Suppose that the prototype of the filter converter is 64K in length_QWill be 64K_HTapped FIR filter conversion into a set of 64 complex K_H+K_Q-1 tap subband filter. For K_QThe 1024-tap FIR filter is converted to 18-tap sub-band filtering with an approximate quality of 50dB, 3.

The subband filter taps are calculated according to the following formula:

where q (v) is the FIR prototype filter derived from the QMF prototype filter. As can be seen, this is simply a complex filter bank analysis for a given filter h (v).

In the following, the inventive concept will be outlined for further embodiments of the invention, wherein a multi-channel parametric representation for a multi-channel signal having 5 channels is available. Note that in this particular embodiment of the invention, the original 10 HRTF filters V will be used_Y，XA variant (given, for example, by the QMF representation of filters 12a to 12j of fig. 1) is 6 filters for Y ═ L, R and X ═ L, R, C.

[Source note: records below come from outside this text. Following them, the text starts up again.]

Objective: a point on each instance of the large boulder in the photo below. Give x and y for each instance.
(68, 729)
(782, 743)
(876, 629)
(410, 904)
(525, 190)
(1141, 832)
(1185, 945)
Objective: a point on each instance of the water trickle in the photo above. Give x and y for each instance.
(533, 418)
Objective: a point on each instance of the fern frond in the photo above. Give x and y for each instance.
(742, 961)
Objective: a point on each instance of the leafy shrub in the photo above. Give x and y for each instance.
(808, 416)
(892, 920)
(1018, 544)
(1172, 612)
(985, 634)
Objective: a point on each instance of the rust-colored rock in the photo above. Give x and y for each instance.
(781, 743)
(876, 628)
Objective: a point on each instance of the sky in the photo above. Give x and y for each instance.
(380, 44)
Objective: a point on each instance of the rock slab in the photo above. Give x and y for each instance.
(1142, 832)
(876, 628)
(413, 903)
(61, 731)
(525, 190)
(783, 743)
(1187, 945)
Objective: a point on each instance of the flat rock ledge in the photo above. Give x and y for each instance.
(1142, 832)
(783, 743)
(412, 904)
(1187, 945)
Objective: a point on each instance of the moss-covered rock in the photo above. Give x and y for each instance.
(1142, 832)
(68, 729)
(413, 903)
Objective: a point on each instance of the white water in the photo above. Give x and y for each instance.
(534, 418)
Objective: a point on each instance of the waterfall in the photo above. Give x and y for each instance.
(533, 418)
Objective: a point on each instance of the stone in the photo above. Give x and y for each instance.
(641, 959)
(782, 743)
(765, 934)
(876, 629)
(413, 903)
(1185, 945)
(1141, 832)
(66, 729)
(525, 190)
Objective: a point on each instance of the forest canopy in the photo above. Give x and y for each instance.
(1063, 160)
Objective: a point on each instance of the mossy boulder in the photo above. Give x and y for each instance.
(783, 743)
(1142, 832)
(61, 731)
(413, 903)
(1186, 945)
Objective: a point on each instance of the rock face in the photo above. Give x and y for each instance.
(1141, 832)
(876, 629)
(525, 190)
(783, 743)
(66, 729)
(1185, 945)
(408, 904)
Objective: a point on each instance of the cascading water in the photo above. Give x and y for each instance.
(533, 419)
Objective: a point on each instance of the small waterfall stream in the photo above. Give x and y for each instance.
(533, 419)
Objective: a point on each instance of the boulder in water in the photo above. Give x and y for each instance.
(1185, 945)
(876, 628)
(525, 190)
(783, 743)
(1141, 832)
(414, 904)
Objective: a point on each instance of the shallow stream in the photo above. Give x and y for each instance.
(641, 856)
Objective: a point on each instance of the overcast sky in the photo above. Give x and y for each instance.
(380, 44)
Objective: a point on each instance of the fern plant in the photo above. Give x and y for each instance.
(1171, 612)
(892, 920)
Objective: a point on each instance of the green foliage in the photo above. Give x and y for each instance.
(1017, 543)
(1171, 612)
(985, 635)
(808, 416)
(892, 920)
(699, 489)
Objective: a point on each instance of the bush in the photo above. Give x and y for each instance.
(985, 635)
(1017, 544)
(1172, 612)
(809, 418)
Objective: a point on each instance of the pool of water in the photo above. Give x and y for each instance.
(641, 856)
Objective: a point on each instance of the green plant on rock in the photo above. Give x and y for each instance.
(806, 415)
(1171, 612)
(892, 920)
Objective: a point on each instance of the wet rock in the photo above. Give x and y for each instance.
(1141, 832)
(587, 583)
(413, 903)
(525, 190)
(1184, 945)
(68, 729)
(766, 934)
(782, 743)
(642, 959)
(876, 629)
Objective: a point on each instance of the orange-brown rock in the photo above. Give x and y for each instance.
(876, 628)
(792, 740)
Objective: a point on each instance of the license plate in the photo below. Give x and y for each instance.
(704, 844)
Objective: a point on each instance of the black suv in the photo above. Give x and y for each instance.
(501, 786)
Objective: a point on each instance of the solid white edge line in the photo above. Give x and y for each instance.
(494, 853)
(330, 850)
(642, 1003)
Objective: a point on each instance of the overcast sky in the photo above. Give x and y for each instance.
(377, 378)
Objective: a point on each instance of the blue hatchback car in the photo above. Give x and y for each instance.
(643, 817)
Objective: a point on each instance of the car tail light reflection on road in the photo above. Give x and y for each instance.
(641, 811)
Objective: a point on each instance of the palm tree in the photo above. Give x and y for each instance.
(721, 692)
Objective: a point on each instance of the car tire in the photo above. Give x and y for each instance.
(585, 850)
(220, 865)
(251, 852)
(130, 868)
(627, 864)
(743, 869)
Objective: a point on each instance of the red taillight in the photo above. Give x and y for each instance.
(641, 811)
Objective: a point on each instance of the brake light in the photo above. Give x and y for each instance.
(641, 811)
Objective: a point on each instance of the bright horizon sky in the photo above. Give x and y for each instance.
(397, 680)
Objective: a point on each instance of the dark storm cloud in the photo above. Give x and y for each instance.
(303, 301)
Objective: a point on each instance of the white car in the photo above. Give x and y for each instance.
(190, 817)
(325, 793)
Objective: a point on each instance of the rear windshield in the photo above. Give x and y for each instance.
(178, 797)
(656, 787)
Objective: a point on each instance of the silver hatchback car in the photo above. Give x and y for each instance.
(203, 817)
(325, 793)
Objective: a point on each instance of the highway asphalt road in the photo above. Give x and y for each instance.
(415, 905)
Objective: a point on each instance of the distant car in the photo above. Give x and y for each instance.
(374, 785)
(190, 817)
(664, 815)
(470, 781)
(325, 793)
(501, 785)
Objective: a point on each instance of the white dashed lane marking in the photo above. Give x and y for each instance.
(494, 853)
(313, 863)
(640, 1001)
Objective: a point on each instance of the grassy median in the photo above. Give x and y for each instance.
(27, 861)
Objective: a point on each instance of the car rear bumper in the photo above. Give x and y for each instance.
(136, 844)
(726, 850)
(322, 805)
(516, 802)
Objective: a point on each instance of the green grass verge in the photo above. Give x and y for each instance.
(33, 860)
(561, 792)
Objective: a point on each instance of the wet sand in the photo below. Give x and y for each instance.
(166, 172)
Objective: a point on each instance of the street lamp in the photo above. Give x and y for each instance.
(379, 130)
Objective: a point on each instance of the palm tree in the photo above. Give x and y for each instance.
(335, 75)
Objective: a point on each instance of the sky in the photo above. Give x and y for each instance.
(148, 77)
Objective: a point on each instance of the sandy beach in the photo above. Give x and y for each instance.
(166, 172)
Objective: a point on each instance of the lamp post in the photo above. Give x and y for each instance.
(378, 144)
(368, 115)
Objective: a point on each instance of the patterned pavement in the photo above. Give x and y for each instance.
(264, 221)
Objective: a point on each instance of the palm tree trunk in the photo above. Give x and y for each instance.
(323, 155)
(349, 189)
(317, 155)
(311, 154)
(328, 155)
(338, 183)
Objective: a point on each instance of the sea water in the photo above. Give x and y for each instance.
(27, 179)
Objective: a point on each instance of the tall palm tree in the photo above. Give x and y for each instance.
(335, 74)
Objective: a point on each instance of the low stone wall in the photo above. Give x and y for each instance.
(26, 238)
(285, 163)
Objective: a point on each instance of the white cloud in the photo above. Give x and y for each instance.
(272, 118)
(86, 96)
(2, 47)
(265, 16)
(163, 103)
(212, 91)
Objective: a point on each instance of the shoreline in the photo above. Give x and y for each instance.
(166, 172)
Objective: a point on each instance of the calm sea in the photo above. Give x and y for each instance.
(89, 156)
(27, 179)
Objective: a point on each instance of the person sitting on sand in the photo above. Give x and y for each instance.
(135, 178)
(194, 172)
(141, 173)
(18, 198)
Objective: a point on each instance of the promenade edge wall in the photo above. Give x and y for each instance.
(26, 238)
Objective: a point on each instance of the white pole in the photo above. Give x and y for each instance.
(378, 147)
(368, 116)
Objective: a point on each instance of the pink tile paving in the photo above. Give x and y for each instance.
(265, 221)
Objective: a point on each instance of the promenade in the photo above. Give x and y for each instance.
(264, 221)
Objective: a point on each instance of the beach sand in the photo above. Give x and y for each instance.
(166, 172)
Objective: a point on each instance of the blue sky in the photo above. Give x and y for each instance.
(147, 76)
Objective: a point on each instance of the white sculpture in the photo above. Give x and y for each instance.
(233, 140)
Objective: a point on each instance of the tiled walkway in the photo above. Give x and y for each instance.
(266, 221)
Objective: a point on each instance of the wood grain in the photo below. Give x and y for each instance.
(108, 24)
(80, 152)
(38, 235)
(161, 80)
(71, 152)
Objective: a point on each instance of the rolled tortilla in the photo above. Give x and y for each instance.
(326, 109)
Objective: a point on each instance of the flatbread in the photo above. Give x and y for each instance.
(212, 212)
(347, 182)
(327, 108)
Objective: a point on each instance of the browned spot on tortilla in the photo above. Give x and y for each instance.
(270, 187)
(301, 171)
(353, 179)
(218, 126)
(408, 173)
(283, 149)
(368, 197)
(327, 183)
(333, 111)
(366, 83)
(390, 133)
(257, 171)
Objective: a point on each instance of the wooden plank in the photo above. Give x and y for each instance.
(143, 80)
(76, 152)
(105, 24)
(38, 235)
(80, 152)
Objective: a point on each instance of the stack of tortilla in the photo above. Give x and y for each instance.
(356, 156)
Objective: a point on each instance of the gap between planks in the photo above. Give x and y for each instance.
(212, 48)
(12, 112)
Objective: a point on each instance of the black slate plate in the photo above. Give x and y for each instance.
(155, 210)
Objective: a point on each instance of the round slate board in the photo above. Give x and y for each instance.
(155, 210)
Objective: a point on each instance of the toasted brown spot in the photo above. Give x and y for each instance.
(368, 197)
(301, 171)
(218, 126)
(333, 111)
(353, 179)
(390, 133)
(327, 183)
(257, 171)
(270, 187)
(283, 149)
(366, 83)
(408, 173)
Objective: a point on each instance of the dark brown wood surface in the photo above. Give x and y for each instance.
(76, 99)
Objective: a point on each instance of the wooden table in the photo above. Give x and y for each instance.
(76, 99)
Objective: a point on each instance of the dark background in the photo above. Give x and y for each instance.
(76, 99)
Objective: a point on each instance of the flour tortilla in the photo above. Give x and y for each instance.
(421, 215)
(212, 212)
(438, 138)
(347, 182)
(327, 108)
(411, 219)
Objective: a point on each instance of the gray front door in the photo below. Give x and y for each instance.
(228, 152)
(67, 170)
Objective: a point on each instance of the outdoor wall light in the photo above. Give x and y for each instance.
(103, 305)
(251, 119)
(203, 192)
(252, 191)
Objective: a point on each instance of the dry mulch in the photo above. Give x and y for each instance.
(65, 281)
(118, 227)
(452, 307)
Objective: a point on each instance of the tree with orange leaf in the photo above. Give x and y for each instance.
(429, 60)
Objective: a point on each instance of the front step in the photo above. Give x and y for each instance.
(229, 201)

10 filters v for Y ═ L, R and X ═ FL, BL, FR, BR, C_Y，XA given HRFT filter response in the hybrid QMF domain is described.

Combining the front channel and surround channel filters is performed using a complex linear combination according to the following equation:

h_L，C＝v_L，C

h_R，C＝v_R，C

the gain factor g is determined using the following equation_L，L、g_L，R、g_R，L、g_R，R：

<math> <mrow> <msub> <mi>g</mi> <mrow> <mi>Y</mi> <mo>,</mo> <mi>X</mi> </mrow> </msub> <mo>=</mo> <msup> <mrow> <mo>(</mo> <mfrac> <mrow> <msubsup> <mi>σ</mi> <mi>FX</mi> <mn>2</mn> </msubsup> <msubsup> <mi>CFB</mi> <mrow> <mi>Y</mi> <mo>,</mo> <mi>X</mi> </mrow> <mn>2</mn> </msubsup> <mo>+</mo> <msubsup> <mi>σ</mi> <mi>BX</mi> <mn>2</mn> </msubsup> </mrow> <mrow> <msubsup> <mi>σ</mi> <mi>FX</mi> <mn>2</mn> </msubsup> <msubsup> <mi>CFB</mi> <mrow> <mi>Y</mi> <mo>,</mo> <mi>X</mi> </mrow> <mn>2</mn> </msubsup> <mo>+</mo> <msubsup> <mi>σ</mi> <mi>BX</mi> <mn>2</mn> </msubsup> <mo>+</mo> <mn>2</mn> <msub> <mi>σ</mi> <mi>FX</mi> </msub> <msub> <mi>σ</mi> <mi>BX</mi> </msub> <msub> <mi>CFB</mi> <mrow> <mi>Y</mi> <mo>,</mo> <mi>X</mi> </mrow> </msub> <msubsup> <mi>ICCFB</mi> <mrow> <mi>Y</mi> <mo>,</mo> <mi>X</mi> </mrow> <mi>φ</mi> </msubsup> </mrow> </mfrac> <mo>)</mo> </mrow> <mrow> <mn>1</mn> <mo>/</mo> <mn>2</mn> </mrow> </msup> </mrow> </math>

The parameter CFB is defined in the following manner_Y，X，ICCFB_Y，X ^φAnd phase parameter phi:

the average front/back level quotient (level quotient) per hybrid band of the HRTF filter is defined for Y ═ L, R and X ═ L, using the following equations:

furthermore, a phase parameter Φ is then defined for Y ═ L, R and X ═ L, R_FL，BL ^L、φ_FR，BR ^L、φ_FL，BL ^R、φ_FR，BR ^R：

Wherein complex cross-correlation (CIC) is defined using the following equation_Y，X)_k：

The phase unwrapping is applied to the phase parameter by the subband index k such that for k 0, 1. For the increments, the sign of the increment for the phase measurement in the interval [ -pi, pi ] is chosen in the presence of two choices of + -pi.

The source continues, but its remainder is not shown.